応永備前の作風は、互の目丁子刃を主体にして、一見鎌倉期の一文字派の作域を思わせるものがありますが、焼き刃に腰開きの乱れが目立つ点、応永杢と呼ばれる板目に杢目が目立って肌立つ点、直調の映りが多い点、乱れ込んで先が尖って返るローソク帽子などに、応永備前ならではの特徴が見られます。
本作は、銘振り、年紀からして修理亮盛光の在銘太刀、寸法二尺一寸五分弱、先反りやや深め、典型的な応永スタイルの佳品です。
一番下が生ぶ穴で、佩表茎に残された梵字の位置からして 四寸弱磨り上がっていますので、元来二尺五寸程あったことが分かります。

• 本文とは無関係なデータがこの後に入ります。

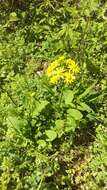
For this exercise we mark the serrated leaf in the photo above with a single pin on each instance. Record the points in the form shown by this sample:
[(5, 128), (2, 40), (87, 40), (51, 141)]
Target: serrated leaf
[(68, 96), (52, 135), (39, 107), (84, 107), (76, 114), (59, 124)]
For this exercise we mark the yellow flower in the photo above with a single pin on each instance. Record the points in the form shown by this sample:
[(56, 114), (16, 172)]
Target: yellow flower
[(60, 72), (62, 69), (61, 58), (69, 78)]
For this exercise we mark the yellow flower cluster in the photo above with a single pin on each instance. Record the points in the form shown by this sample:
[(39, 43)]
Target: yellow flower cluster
[(62, 69)]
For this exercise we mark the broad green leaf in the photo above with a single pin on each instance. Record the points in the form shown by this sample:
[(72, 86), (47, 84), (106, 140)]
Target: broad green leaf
[(68, 96), (84, 107), (59, 127), (52, 135), (39, 107), (77, 115), (87, 91)]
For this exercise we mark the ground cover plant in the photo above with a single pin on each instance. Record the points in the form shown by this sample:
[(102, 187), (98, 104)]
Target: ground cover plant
[(53, 95)]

板目に杢目、流れ肌を交えた地鉄は、所々応永杢が判然と現れ、乱れ映り立ち、小互の目丁子乱れを主体の刃は、刃中葉、小足、丁子足繁く入り、金筋、砂流しが烈しく掛かっています。
帽子も乱れ込んで先尖り心に返るなど、応永備前の典型的な出来で、地刃も健全です。
地刃に細かな鍛え肌もありますが、『応永の三光』、修理亮盛光の太刀、お洒落な時代外装付き、出来の良い応永備前をお探しならばお薦めです。